Mas retornemos à turma do desalento, ou, por outra, ao polo intelectual dominante em plena temporada de melancolia e desambição. Não se trata de mero jogo de cena, algum sexto sentido mais entranhado no mal-estar do privilégio numa sociedade de horrores
talvez os deixe incompreensivelmente insensíveis ao esforço de atualização do capitalismo empreendido por seus pares operantes. De qualquer modo, um desafogo que só o triunfo permite e decididamente nos deixou para trás comendo poeira. A hegemonia cultural da
direita, mais do que um fato, é uma tremenda novidade histórica, e não estou me referindo a um presumido efeito colateral da óbvia prevalência do governo financeiro da acumulação etc. etc. Enquanto não virarmos esse disco, continuaremos mordendo o pó. Voltemos então à matéria bruta ideológica que a meu ver o próximo ato do movimento teatral não pode deixar de levar em conta.
O que se quer dizer afinal quando se afirma que o horizonte do país encurtou? E não se trata de uma anomalia nacional. Na virada para os anos 1980, congelada a agitação social dos anos 1970, o discurso indireto do apagamento do futuro, sob as mais variadas denominações, também se instalou na vida mental do núcleo orgânico do sistema. Para não esquecer: a percepção de horizonte encolhido também ocorre por motivo inverso, de transfiguração do presente como pura expectativa de si mesmo.
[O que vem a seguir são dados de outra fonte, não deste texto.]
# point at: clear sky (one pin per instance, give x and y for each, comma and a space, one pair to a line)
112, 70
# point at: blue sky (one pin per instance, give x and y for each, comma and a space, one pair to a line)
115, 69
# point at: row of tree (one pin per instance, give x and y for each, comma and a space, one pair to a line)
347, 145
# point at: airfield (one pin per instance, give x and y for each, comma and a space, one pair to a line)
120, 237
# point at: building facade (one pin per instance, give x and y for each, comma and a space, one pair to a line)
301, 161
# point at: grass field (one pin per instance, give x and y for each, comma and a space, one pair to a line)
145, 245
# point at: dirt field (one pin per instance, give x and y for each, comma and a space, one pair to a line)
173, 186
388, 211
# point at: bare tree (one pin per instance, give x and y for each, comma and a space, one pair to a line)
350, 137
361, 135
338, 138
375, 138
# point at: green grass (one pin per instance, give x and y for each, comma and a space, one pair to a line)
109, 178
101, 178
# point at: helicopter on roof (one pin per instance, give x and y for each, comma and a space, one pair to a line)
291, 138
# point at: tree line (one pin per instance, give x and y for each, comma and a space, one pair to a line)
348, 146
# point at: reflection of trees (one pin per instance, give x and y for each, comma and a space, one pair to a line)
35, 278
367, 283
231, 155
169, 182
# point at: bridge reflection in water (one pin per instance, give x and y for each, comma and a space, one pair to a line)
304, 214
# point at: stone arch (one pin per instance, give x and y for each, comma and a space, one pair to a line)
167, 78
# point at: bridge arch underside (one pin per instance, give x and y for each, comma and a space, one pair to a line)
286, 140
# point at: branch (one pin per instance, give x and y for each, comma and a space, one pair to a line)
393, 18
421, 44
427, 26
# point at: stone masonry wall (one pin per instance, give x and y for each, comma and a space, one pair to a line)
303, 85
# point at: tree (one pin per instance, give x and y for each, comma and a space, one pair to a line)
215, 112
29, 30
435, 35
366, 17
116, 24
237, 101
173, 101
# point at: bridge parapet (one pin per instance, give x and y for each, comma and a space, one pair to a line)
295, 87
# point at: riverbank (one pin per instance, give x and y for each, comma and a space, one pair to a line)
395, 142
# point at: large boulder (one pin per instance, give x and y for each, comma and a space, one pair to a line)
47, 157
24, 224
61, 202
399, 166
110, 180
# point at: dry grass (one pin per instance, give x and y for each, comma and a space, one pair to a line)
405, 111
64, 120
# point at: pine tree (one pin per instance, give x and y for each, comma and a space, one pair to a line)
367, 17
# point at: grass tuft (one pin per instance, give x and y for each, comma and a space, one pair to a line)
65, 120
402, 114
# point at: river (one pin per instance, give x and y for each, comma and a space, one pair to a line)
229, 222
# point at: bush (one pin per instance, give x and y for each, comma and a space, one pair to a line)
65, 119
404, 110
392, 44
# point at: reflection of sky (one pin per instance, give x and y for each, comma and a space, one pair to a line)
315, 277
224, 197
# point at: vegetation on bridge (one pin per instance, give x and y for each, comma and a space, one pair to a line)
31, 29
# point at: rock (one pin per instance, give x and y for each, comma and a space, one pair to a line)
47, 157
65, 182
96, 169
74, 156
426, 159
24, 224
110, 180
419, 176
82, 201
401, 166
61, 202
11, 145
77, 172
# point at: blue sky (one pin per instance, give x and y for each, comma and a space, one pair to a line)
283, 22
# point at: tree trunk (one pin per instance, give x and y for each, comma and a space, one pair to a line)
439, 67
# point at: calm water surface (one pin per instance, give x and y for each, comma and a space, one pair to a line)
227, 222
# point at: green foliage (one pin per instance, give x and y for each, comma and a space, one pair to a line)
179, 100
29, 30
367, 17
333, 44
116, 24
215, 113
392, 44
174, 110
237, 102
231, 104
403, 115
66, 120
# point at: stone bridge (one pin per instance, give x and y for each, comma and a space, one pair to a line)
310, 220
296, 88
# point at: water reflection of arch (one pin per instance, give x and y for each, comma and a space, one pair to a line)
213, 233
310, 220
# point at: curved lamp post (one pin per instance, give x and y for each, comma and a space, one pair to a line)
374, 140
Tudo se passa, desde então, como se circulassem à volta do mesmo ponto o êxtase meia oito – jouir sans entrave, vivre sans temps mort etc. – e sua ressaca perpétua, círculo vicioso do novo período, para o qual devemos procurar uma resposta materialista, antes de passar sem mais aos diagnósticos exigidos pelas várias subjetivações em curso.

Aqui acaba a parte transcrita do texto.